From the corner, Carpenter made a headed clearance from his goalline to again deny O'Sullivan, who still found the target with his off-balance shot from a narrow angle.
Seething at the poor first-half performance, Hendon's management team sent out the players early for the second half, but made two changes, removing James Burgess and Shulton and replacing them with Busby and Hudson.
The pair had not had a chance to make an impression when Hendon wasted their best chance of the afternoon. A long ball out of defence deceived Simon Cooper and he allowed the ball to bounce over him and into the path of O'Sullivan. He had time to control the ball and weigh up his options on a run towards goal, despite the advancing Aaron Howe.
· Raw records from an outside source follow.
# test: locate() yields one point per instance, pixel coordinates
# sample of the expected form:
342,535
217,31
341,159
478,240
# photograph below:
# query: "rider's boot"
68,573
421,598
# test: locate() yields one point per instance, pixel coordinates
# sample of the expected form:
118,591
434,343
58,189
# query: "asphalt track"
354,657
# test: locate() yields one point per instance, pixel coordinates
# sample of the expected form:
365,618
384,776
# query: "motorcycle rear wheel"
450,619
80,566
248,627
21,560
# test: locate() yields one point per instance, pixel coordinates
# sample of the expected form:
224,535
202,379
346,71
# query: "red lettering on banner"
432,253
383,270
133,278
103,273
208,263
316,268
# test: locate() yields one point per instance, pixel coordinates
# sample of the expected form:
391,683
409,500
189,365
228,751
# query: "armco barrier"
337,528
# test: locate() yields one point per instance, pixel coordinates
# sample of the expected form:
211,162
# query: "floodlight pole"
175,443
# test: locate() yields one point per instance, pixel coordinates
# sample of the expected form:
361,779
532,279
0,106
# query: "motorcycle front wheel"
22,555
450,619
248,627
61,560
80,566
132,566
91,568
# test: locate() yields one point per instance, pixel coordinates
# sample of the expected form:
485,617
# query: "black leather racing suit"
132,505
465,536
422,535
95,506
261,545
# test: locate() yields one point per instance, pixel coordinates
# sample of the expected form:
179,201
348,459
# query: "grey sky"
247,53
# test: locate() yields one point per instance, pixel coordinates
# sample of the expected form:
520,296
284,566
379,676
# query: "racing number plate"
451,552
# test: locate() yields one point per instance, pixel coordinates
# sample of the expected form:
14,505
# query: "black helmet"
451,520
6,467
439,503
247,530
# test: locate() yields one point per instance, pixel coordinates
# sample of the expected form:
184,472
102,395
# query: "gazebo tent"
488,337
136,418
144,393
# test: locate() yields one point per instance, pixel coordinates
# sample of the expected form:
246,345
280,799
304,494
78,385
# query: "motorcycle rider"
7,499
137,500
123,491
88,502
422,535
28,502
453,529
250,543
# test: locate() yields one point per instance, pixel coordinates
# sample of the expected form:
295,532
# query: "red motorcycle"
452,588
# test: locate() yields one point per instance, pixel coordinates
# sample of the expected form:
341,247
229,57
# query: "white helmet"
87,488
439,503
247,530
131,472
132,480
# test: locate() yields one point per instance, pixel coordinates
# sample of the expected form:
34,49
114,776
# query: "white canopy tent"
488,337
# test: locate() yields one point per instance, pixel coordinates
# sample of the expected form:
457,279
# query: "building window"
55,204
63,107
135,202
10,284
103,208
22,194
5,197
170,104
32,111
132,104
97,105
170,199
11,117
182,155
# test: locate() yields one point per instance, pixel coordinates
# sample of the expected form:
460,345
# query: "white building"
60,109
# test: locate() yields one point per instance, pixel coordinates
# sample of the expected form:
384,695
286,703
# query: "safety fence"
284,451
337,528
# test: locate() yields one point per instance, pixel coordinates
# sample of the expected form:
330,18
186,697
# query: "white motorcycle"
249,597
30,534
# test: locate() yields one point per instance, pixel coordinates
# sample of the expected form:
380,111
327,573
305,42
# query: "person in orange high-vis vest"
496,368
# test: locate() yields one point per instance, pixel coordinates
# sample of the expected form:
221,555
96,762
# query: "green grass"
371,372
Instead, however, O'Sullivan went for a lob that beat the goalkeeper, but was a good four yards wide of the target.
It was a very poor miss but it was not as shocking as the defending produced by the home team in the next ten minutes. Carshalton scored three times in eight minutes before the hour mark, the first two coming on the counter-attack.
In the 51st minute, a promising Hendon attack was broken up when Casey Maclaren took a bad option and was dispossessed. The ball was quickly fed from the left edge of the Carshalton penalty area to the right wing. No defender was close to MacLeod as he controlled the ball and fired past Wilmot.
Two minutes later, from a Hendon corner, the ball was one at the near post. James Parker was beaten to the loose ball on the right edge of the Robins box and the ball was quickly ferried out to Johnson on the opposite flank. Two defenders went over to cover the wide-man's run, but they left the middle of the field unmanned. When the ball came into the middle of the box, MacLeod helped himself to another goal.
Although Hendon have not actually recovered all of a three-goal deficit, they have come close on a number of occasions, so for all the paucity of performance, this wasn't game over. That came six minutes later when Wilmot was again left hopelessly exposed and beaten.
In 2002, Ruggles came to Hendon on loan from Woking. The Conference National team were determined not to lose him as they considered him a genuine prospect. However, after two months at Claremont Road and a spell at Leatherhead, the Cardinals gave up on him. Since then Ruggles has played for almost every club on the London-Surrey border without looking like the player his potential suggested.
On the evidence of his performance on this day, however, there is a chance that something has "clicked" with him, because he was a constant threat leading the line. Ruggles scored the goal his performance deserved, a simple finish against more woeful defending.
Hendon made their final change, Davis Haule replacing Guentchev, while Carshalton made their first substitution, Evans being replaced by Ryan Watts. Even with what may well be Hendon's best available midfield, they were unable to make an impression on a Carshalton team hungry for more goals. The inevitable came in the 73rd minute when Johnson turned and shot the ball low across Wilmot into the bottom corner.
At this point Carshalton removed their destroyers-in-chief, Ursell and Ruggles, the former receiving a handshake and hug from his former manager before he reached his own bench. It is a huge shame that this talented ball-player's career has been blighted by knee injuries.
There were no more goals, but this was mainly because of another clearance off the line by a green-shirted defender and an assistant referee's flag ruling out a sixth Carshalton after the original effort had come off a post.
There was also time for Maclaren to pick up a yellow card for a challenge born out of total frustration on an afternoon where nothing went right for Hendon and they took a deserved beating.
"This was a shocking performance," admitted manager Gary McCann. "There wasn't one Hendon player, from 1 to 11, who was better than his opposite number today."